Can we ever have safer roads?

That the Road Safety Foundation reported that at least 438 lives were lost in crashes across Bangladesh in June alone no longer surprises us, nor elicits any strong response. This is what we have been reduced to, when hundreds of lives lost every month have become so commonplace that the nation collectively barely registers it.

Behind each number lies a family shattered and a community scarred. But most of all, every month, we are reminded that as a nation, we continue to fail to protect citizens on the roads.

The causes are painfully familiar: Reckless driving, unfit vehicles, weak enforcement, and poor infrastructure. Year after year, probes are announced, awareness campaigns launched, and promises made. 

Yet the death toll never budges. Road safety in Bangladesh has long been a crisis, yet we seem to be drifting further away from doing something about it.
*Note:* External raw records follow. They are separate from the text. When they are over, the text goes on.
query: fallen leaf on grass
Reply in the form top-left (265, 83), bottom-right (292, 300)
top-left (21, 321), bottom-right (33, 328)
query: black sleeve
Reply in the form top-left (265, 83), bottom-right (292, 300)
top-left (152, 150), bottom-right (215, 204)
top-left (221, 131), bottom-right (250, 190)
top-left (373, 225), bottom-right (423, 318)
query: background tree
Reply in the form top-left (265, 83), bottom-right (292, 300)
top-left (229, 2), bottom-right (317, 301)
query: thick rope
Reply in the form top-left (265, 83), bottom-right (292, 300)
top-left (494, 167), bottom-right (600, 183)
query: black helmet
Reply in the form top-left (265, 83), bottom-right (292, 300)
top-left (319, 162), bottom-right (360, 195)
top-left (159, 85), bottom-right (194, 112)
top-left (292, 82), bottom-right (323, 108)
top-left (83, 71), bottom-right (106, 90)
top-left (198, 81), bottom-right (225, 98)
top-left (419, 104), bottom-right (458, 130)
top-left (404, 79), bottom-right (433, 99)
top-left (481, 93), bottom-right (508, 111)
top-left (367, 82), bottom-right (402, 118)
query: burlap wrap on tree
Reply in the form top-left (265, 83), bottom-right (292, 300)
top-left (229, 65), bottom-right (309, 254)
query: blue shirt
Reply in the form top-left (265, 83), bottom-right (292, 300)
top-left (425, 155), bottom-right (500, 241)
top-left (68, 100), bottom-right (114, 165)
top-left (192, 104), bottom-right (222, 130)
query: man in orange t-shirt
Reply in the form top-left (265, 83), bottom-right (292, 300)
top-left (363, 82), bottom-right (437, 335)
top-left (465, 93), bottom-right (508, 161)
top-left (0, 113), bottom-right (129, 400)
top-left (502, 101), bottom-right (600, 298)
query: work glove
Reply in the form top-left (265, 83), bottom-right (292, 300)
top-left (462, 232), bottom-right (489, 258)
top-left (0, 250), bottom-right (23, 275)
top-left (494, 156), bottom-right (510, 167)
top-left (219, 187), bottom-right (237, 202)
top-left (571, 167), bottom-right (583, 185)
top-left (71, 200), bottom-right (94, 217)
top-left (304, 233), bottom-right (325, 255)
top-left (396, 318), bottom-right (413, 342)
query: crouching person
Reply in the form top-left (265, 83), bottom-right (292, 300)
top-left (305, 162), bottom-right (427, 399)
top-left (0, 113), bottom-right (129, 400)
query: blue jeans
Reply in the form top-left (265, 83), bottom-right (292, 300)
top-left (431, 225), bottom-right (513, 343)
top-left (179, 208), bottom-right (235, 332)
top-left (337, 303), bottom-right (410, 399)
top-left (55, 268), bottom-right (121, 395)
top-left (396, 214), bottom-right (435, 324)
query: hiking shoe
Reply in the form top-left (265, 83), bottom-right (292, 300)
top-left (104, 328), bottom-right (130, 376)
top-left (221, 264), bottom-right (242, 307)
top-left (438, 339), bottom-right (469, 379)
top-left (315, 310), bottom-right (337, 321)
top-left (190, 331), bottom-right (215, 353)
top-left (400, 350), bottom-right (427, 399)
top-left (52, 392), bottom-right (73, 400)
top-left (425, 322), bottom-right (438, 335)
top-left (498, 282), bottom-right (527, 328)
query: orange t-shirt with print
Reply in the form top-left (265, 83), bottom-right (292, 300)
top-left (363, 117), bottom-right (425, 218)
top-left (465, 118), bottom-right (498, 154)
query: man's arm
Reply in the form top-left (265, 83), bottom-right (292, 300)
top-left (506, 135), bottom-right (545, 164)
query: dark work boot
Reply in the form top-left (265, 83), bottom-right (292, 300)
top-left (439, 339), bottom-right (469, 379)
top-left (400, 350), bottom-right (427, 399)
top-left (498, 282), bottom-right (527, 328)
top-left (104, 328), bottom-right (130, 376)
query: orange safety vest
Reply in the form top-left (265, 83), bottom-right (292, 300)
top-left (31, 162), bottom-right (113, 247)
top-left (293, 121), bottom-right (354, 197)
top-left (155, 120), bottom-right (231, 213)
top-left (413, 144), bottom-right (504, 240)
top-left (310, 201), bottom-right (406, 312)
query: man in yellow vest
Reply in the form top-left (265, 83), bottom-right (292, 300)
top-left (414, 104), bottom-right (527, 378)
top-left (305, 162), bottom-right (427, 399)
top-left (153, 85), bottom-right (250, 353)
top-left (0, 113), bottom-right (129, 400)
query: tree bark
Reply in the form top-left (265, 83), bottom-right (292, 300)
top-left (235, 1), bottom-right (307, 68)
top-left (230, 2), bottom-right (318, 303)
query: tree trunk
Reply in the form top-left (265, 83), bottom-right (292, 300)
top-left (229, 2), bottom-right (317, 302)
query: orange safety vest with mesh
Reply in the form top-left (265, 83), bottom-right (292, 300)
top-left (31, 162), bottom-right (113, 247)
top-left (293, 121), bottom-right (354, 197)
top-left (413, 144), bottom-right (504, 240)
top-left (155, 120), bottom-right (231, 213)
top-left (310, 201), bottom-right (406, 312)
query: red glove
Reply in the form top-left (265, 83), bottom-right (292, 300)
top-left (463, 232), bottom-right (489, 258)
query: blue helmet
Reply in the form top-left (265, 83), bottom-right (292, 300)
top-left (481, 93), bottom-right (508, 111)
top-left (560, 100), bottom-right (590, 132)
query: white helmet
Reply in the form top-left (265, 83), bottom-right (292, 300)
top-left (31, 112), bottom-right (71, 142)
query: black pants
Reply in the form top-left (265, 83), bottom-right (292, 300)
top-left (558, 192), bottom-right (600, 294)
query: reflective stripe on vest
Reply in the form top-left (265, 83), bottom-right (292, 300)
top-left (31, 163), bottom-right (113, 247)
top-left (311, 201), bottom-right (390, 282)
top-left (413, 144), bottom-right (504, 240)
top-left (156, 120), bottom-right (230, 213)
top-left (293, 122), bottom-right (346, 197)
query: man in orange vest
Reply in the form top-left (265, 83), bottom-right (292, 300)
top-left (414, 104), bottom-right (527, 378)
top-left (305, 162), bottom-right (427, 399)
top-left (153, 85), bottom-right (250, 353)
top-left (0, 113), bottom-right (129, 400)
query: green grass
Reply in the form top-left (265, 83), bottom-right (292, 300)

Despite the public marching in 2018, and despite numerous calls for overhaul, what we continue to lack is structural reform. There remains woeful licensing standards, no mandatory vehicle fitness checks, and no effort to ensure genuine enforcement of traffic laws. 

All of this points back to our culture of impunity. Too often, powerful transport owners and reckless drivers escape accountability, undermining justice. Road safety cannot improve until violations carry real consequences.

Bangladesh’s roads should not be death traps, yet they continue to be. Every life lost is a reminder that safety should not be optional but a right for every person in this country.